Dos aspectos empezaron, entonces, a dar vueltas en mi cabeza de “loca” pensante -oficio no siempre grato y no menos doloroso-: la identidad desde lo popular, que tanta falta hace a Colombia en su sueño de tejer un país nacional, y la falta, especialmente entre los y las homosexuales de un compromiso histórico en nuestros actos cotidianos. De seguir como vamos, la historia nos recordará a futuro como simples mariquitas alaracosas que vieron, desde la barrera y abanicadas por sus propias plumas, como se derrumbaba y se desmembraba la nación.
Esa cultura elitista y de lo light -en la que los maricas somos expertos- con la que somos bombardeados a diario por los medios de comunicación y los manuales de urbanidad convencionales, nos ha impedido reconocernos en el otro u otra con quien a diario nos cruzamos en la calle. Les denominamos “pueblo” como una forma de desprecio. No queremos parecérnosles, desconociendo que es precisamente esa falta de ser pueblo, lo que nos ha impedido movilizarnos  masivamente en contra de la guerra y de sus horrores. Arropados con las creaciones de modistos famosos hemos olvidado que en nuestra piel de nacionales colombianos están


inscritas las pieles de muchos y de muchas indígenas y de negros y negras –ya quisiera yo más sangre afro corriendo por mis venas-.

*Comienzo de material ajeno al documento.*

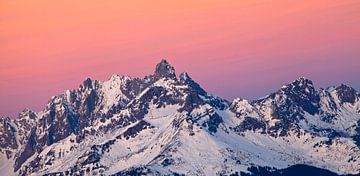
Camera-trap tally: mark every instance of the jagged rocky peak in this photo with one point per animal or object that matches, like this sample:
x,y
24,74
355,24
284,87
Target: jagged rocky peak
x,y
164,70
346,94
301,85
88,83
27,113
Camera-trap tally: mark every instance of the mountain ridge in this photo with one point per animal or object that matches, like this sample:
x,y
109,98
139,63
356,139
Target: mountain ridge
x,y
171,110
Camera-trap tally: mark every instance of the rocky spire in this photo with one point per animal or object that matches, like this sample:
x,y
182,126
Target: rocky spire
x,y
164,70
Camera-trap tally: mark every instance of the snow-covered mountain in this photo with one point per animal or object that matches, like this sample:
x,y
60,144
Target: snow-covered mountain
x,y
168,125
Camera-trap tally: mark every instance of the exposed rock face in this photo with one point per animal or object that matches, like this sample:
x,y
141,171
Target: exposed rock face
x,y
168,125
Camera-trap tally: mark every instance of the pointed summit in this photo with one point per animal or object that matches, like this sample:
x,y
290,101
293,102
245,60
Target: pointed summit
x,y
300,85
164,70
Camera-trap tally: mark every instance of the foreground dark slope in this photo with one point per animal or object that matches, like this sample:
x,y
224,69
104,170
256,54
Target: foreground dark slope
x,y
164,124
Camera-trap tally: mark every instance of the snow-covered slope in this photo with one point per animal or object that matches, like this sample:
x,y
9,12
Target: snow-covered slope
x,y
168,125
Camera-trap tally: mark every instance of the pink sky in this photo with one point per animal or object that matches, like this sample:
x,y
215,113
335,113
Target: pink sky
x,y
232,48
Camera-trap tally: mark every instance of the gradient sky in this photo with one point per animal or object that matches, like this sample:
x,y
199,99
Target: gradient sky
x,y
233,48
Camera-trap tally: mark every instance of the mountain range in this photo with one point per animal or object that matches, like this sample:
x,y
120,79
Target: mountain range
x,y
164,124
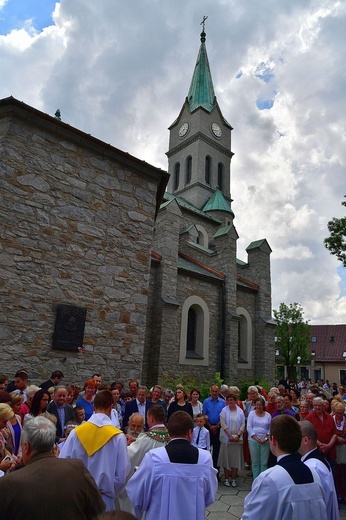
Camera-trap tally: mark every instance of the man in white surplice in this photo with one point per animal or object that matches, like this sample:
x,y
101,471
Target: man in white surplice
x,y
290,489
177,481
102,448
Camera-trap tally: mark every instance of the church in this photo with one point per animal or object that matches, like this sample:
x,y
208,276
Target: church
x,y
102,270
209,311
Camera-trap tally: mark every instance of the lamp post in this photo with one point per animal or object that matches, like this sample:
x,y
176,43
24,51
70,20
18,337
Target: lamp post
x,y
298,364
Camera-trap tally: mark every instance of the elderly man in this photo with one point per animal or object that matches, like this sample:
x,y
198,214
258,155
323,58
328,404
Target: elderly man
x,y
48,487
281,409
156,437
176,481
315,460
212,407
325,427
102,448
135,425
139,404
61,410
290,489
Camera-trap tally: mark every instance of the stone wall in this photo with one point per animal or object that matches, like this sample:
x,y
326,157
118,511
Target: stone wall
x,y
76,227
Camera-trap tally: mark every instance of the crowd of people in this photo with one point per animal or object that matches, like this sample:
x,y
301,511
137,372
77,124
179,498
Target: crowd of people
x,y
234,433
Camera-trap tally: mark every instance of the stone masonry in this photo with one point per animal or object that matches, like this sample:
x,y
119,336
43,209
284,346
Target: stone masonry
x,y
77,218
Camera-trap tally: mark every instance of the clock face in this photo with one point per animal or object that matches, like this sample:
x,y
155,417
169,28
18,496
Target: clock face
x,y
183,129
216,130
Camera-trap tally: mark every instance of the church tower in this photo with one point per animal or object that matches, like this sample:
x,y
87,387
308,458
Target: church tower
x,y
199,155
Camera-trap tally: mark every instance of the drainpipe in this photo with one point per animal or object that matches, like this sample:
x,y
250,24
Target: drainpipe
x,y
223,330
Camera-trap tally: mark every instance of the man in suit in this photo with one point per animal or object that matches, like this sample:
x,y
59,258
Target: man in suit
x,y
140,404
315,460
55,380
290,489
61,410
175,481
32,491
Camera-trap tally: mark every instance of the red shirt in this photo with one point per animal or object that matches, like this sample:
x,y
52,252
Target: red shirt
x,y
325,429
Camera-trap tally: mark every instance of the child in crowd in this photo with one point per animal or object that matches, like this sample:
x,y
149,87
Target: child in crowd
x,y
201,437
79,414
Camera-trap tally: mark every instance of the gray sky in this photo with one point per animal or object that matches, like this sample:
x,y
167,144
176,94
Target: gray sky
x,y
120,70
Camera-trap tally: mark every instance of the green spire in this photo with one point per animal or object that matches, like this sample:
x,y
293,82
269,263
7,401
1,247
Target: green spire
x,y
201,92
217,202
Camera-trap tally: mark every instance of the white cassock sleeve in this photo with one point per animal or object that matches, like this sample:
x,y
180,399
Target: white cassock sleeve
x,y
274,496
172,491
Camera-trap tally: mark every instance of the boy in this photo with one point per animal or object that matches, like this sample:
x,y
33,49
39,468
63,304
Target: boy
x,y
201,437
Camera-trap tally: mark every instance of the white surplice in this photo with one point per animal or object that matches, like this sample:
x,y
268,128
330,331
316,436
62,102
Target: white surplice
x,y
109,466
172,491
274,496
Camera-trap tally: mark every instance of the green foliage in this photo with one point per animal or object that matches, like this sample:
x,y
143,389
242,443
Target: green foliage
x,y
189,382
293,336
336,242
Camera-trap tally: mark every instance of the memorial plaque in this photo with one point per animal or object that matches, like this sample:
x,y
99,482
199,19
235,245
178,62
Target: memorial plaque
x,y
69,327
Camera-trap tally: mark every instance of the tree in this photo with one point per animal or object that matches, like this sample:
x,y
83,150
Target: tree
x,y
336,242
293,336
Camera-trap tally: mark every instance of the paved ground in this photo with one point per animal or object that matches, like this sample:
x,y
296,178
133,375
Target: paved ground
x,y
229,503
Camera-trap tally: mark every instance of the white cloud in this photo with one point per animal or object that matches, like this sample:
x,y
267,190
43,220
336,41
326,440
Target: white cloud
x,y
121,71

Escondidos tras decorosos apellidos extranjeros que nos llenan de orgullo y que nos posicionan entre clases y castas privilegiadas, está la verdad de nuestras raíces y de las raíces de nuestra tierra. Los seres que desde su cotidianidad nos legaron un territorio para vivir y para ser miran la vida aún a través de nuestros ojos que los desconocen.
Los maricas podemos saber mucho de belleza, de modas y de buen gusto, pero de qué nos sirve esto sin un país que nos reconozca como suyos. Un país, además, que se está quedando sin historia porque los muertos dejaron de tener nombre propio para convertirse en cifras. Números que representan trofeos de guerra para uno u otro bando: 80 guerrilleros abatidos por…, 60 campesinos asesinados por…, 70 policías…, 62 soldados…, 40 paramilitares…, 300 madres... Al menos las fotos de la 19 en Bogotá conservan su nombre propio.

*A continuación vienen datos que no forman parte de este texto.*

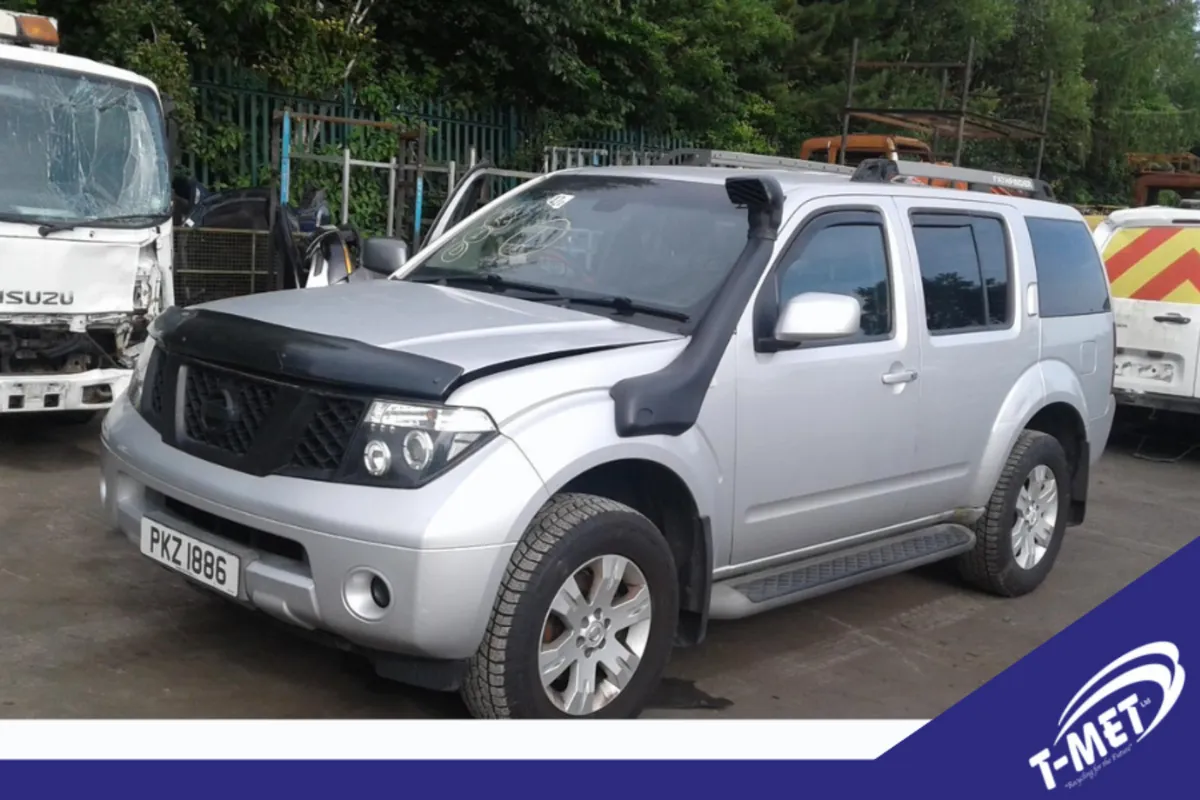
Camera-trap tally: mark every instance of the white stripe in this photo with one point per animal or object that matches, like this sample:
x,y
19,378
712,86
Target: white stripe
x,y
439,739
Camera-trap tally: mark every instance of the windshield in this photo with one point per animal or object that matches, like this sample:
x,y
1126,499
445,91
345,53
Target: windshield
x,y
78,148
659,244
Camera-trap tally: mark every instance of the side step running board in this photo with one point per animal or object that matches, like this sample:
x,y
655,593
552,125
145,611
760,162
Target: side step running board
x,y
753,594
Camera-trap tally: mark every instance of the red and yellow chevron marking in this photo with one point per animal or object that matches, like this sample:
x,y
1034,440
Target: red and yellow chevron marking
x,y
1155,264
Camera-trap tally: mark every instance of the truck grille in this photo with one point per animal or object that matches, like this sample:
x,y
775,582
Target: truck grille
x,y
223,409
252,423
328,434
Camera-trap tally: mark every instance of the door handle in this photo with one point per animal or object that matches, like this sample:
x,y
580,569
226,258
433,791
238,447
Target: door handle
x,y
901,377
1177,319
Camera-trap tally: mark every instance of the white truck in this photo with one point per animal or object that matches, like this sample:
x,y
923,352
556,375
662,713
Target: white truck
x,y
85,224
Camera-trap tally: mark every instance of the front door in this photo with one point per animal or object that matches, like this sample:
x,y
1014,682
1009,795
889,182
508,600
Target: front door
x,y
826,431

Recuperar nuestra historia y los nombres de las personas que la vivieron es un reto que también compromete a gays, lesbianas, bisexuales y transgeneristas. La cotidianidad de las homosexulidades debe contar en este proceso de país. Somos parte de ese pueblo que nos enseñaron a desconocer y somos actores sociales con mucho trabajo por hacer. El compromiso histórico es en últimas una decisión de cada uno y de cada una. Los escenarios están dispuestos y las plenarias esperan por nuestras voces diversas. Una decisión que en últimas permitirá que se nos siga viendo como las mariquitas rosaditas o como los maricones multicolores que inyectaron de ánimo y de cuerpo, de humanidad, a los procesos de paz. Un día, en esa nueva Colombia que soñamos, otros y otras verán fortalecidos su hacer y su pensar, cuando desprevenidamente, como yo en la 19 de Bogotá, se topen con nuestro recuerdo.